Today in medical science, computers play an important role in research. However, they tend to play niche number crunching roles like statistical and genetic analysis. Many medical science laboratories confine computers to the control of instruments and a little statistical analysis at the end of the experimental process. They are rarely involved in the hypothesis generation and complex problem solving phases of the research process and even less often in a systematic fashion. This could be represented as: strong human + little or no computer + little or no process. On the other hand, the field of Artificial Intelligence (AI) almost always seeks to develop software systems that are able to solve problems without human involvement. An impressive example of such an AI system is the Robot Scientist (Sparkes 2010) that fully automates the research process including hypothesis generation for a basic biological application. The AI programs in medical science could be represented as: little or no human + strong machine + little or no process (please note that when we use “process” in the formulas, we are specifically referring to the process for human and computer collaboration and not the scientific process or other processes).

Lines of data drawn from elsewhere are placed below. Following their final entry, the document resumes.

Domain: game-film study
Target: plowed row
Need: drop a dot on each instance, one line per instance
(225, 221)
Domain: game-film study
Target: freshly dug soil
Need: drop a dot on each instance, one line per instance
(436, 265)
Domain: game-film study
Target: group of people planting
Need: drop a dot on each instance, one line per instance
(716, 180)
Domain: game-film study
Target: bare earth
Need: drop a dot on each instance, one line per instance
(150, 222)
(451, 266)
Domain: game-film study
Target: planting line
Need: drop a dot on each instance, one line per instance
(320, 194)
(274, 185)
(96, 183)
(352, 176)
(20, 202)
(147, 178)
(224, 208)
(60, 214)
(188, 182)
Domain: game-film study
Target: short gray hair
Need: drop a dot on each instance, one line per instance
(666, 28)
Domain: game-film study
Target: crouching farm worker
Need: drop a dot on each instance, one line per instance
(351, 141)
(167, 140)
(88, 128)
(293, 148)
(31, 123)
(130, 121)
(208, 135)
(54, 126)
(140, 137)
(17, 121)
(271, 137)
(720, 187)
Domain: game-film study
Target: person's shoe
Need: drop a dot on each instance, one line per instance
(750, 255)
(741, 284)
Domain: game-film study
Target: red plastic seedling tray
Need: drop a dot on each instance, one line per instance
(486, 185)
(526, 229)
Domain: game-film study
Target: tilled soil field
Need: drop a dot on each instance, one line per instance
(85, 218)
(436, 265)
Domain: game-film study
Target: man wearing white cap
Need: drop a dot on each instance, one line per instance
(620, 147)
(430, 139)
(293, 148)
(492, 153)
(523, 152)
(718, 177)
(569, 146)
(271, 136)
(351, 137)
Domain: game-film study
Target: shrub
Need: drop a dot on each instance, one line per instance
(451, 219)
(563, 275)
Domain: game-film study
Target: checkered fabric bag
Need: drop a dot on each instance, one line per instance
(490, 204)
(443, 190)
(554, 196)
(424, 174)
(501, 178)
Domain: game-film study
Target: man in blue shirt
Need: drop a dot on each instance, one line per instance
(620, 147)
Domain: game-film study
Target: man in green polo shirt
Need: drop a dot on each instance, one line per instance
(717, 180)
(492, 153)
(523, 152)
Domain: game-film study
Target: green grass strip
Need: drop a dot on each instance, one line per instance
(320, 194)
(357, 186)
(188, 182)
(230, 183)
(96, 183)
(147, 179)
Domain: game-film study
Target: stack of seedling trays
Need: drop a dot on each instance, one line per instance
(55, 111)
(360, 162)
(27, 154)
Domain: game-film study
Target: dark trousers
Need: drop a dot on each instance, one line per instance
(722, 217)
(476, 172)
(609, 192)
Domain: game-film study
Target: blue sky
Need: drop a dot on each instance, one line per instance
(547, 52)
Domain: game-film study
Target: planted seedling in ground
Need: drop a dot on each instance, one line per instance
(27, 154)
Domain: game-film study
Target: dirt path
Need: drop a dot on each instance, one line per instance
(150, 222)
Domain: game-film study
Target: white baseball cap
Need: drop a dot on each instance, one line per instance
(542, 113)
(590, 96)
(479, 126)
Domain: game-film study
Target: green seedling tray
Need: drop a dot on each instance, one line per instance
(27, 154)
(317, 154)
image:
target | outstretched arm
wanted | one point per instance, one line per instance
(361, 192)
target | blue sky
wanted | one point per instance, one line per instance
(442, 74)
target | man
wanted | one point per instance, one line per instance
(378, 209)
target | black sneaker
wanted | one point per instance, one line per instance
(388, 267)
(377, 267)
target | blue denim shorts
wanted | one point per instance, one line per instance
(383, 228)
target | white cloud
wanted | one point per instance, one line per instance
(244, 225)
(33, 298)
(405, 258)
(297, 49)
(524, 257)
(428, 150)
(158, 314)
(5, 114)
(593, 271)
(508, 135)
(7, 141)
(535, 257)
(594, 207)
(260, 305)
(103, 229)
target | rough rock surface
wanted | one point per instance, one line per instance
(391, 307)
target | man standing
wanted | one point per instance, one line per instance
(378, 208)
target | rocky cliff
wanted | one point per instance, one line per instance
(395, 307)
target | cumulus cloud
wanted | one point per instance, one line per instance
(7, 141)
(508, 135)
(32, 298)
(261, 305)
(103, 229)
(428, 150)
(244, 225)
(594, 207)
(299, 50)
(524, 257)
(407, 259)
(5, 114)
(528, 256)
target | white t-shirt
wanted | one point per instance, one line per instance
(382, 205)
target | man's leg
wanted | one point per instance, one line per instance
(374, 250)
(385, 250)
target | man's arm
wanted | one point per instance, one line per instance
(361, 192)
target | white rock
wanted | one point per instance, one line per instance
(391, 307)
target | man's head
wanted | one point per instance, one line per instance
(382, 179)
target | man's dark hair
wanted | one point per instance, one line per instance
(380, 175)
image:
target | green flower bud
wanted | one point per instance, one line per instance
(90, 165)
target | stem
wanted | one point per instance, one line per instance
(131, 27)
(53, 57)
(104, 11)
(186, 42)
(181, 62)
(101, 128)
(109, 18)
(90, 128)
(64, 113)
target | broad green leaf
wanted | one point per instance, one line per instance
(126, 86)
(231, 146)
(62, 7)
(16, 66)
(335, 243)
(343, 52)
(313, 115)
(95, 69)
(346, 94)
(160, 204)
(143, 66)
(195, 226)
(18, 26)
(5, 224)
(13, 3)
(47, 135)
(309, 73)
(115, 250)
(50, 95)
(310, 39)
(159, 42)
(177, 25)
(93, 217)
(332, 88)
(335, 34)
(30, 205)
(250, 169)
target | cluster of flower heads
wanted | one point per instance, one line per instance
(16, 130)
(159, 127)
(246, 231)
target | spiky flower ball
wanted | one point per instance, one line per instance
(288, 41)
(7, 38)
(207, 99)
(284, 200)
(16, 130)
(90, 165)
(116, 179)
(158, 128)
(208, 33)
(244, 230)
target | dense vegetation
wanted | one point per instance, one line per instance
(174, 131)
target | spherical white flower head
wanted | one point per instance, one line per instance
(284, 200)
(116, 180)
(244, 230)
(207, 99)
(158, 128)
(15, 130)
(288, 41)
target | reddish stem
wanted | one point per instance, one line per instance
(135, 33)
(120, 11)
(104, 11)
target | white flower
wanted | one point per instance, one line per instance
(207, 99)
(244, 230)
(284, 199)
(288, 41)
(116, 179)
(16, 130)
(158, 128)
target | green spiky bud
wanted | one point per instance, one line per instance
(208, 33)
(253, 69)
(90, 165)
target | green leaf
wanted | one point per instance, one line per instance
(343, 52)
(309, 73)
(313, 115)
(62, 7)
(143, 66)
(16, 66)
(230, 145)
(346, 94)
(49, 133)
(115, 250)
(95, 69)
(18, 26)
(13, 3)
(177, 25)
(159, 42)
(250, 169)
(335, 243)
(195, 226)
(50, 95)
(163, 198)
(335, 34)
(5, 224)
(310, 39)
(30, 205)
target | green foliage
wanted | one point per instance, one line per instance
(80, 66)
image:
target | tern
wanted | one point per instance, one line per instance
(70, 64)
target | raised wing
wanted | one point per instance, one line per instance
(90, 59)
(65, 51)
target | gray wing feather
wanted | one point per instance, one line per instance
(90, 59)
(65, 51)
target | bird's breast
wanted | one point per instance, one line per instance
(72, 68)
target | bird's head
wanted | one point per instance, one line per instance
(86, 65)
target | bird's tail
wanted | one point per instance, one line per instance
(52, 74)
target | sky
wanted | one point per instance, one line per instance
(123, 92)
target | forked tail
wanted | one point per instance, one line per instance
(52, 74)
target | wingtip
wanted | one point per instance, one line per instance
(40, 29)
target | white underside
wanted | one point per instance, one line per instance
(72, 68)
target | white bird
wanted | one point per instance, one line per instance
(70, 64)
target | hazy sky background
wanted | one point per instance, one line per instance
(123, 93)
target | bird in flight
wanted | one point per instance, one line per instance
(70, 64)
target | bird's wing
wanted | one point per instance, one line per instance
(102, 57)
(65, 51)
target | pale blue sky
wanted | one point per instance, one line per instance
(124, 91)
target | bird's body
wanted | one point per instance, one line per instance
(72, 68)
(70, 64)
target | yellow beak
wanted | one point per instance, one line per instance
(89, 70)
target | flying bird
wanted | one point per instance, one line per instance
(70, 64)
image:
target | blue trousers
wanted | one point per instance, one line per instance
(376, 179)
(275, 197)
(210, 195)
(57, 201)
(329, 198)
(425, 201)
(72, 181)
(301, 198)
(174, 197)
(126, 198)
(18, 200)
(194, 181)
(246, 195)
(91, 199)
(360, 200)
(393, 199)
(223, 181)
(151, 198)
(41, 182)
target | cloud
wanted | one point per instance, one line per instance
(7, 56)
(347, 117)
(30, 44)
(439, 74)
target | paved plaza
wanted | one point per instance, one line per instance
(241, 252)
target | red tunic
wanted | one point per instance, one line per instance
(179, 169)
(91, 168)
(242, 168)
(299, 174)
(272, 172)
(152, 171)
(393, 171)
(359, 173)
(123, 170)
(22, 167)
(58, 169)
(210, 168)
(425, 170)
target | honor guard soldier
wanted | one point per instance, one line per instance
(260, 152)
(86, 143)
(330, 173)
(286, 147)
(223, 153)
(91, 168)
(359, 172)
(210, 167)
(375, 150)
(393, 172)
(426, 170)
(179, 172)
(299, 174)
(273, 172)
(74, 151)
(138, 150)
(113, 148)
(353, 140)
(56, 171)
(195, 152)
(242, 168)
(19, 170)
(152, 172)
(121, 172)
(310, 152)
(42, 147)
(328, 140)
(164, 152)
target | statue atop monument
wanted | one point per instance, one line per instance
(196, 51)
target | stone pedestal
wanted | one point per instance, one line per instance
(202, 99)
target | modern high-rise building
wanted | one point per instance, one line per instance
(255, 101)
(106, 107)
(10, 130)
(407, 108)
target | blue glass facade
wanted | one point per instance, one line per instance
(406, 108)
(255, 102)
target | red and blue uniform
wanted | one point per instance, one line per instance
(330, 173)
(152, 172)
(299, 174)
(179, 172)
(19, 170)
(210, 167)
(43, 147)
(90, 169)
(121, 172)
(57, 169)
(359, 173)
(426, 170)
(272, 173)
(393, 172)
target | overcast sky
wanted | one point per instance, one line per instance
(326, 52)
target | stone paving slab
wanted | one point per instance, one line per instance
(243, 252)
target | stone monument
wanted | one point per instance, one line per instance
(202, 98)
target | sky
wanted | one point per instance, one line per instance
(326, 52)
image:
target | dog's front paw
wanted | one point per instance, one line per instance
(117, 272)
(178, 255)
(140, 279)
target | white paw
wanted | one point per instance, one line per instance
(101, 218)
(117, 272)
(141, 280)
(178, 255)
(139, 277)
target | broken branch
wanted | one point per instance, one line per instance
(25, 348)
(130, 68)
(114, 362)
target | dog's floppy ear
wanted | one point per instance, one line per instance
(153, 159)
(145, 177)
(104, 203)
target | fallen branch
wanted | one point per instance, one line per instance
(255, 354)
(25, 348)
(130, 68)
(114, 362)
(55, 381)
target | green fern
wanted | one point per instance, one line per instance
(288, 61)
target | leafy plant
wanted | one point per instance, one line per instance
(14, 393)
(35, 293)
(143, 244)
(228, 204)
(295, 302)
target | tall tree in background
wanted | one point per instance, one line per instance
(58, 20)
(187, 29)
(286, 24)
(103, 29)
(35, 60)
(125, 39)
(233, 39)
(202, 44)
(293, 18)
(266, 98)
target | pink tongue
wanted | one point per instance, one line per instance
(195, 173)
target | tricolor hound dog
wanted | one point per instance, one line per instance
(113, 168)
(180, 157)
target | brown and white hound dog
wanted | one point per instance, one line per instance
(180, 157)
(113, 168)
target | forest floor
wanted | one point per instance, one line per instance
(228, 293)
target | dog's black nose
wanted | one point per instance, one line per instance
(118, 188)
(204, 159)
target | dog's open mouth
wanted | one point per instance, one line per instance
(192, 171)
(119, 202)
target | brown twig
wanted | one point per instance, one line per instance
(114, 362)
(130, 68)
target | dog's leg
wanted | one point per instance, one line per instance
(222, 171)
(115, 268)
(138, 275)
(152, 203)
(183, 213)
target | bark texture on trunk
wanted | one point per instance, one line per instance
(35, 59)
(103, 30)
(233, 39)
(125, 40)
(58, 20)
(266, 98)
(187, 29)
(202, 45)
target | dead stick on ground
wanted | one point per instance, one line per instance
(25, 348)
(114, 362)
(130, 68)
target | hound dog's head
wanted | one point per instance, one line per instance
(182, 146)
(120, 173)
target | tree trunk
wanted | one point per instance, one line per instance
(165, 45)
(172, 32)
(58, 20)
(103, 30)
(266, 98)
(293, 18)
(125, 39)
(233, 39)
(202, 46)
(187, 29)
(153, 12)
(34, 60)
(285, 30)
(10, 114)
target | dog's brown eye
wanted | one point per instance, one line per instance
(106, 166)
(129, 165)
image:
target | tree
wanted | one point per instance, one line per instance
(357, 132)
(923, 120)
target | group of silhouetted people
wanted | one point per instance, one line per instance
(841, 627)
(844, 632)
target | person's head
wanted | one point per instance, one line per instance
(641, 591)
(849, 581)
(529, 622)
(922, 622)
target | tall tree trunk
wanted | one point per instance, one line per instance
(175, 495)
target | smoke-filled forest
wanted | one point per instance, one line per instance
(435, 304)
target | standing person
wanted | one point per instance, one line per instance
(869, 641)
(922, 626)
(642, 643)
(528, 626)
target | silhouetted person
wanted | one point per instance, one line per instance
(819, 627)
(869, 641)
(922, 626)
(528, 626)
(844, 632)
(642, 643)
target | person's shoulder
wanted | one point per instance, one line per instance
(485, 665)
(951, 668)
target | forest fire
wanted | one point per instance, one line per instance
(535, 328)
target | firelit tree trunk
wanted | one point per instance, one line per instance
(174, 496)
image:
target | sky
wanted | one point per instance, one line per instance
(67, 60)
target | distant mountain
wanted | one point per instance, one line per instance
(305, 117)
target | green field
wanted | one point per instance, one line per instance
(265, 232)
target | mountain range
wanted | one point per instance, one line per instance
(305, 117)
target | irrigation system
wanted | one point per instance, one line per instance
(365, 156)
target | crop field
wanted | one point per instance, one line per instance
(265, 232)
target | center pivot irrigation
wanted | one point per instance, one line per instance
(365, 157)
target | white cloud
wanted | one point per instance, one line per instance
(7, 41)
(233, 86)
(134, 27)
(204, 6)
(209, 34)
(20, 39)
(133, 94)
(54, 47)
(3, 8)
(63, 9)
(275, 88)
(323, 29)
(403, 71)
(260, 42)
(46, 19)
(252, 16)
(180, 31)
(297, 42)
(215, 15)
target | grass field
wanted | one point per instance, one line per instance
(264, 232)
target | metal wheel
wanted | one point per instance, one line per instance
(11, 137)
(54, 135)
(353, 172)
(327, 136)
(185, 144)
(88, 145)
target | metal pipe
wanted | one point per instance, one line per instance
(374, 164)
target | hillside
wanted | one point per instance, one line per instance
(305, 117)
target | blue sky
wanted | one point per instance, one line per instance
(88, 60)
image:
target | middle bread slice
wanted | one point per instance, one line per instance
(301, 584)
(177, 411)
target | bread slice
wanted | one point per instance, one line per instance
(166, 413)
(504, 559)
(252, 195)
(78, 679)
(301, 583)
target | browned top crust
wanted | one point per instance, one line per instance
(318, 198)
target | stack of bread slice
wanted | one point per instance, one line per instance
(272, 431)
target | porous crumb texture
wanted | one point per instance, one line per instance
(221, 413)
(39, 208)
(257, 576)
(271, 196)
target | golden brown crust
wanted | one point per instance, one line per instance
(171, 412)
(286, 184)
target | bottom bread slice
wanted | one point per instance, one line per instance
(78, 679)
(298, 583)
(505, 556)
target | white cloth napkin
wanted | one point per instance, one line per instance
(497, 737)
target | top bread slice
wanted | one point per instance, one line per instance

While we have named our project Optimal Human-Computer Problem Solving, others in the field use the term machine in place of computer. The two terms have an overlapping definition and we are comfortable with both, but we have chosen to use the term computer because it is more closely related to software and we believe that software will be central to human-computer problem solving. However, the analogy of the machine is a powerful one. The integration of human and machine in the production lines of the early 20^th century lead to a dramatic increase in human productivity and wealth. The Ford production line was the proverbial example, where Henry Ford claimed that any man off the street could be productive on the line with less than a couple of days training (Ford 1922). This is a great example of: human + machine + strong process. There were no fancy robots in the line, most of the steps in the production line involved basic tools, cutting and stamping machinery. But the organisation of the machinery and humans into a very focused, efficient and consistent process is what released the productivity boost. Developing equivalently powerful processes for the integration of humans and computers for solving hard problems in medical science is our goal.

Our continuing research and application development will focus on the following areas:

1. Explore the strengths and weaknesses of both humans and computers: Understanding these will highlight the best opportunities for humans and computers to collaborate.
2. Algorithmic or process driven approaches to problem solving: Understanding the few examples of algorithmic approaches to problem solving may accelerate the development of strong processes for human-computer collaboration.
3. Knowledge capture, management and analysis: We will continue our work with Research Analysis as we feel that efficient knowledge capture and manipulation will be critical to optimal problem solving.

We haven’t cited the work that has inspired us to date, instead we will begin publishing brief articles on our Research Analysis knowledge base page that discuss key points we found interesting. We also hope to continue releasing tools we develop through Research Analysis and future platforms.

References

1. Kasparov, Garry. “The Chess Master and the Computer” The New York Review of Books 11 FEBRUARY 2010. Web. 10 July 2016. (http://www.nybooks.com/articles/2010/02/11/the-chess-master-and-the-computer/)
2. Sparkes, Andrew, et al. “Towards Robot Scientists for autonomous scientific discovery.” Automated Experimentation 2.1 (2010): 1.
3. Ford, Henry, and Samuel Crowther. “My Life and Work. Garden City, New York, USA.” (1922).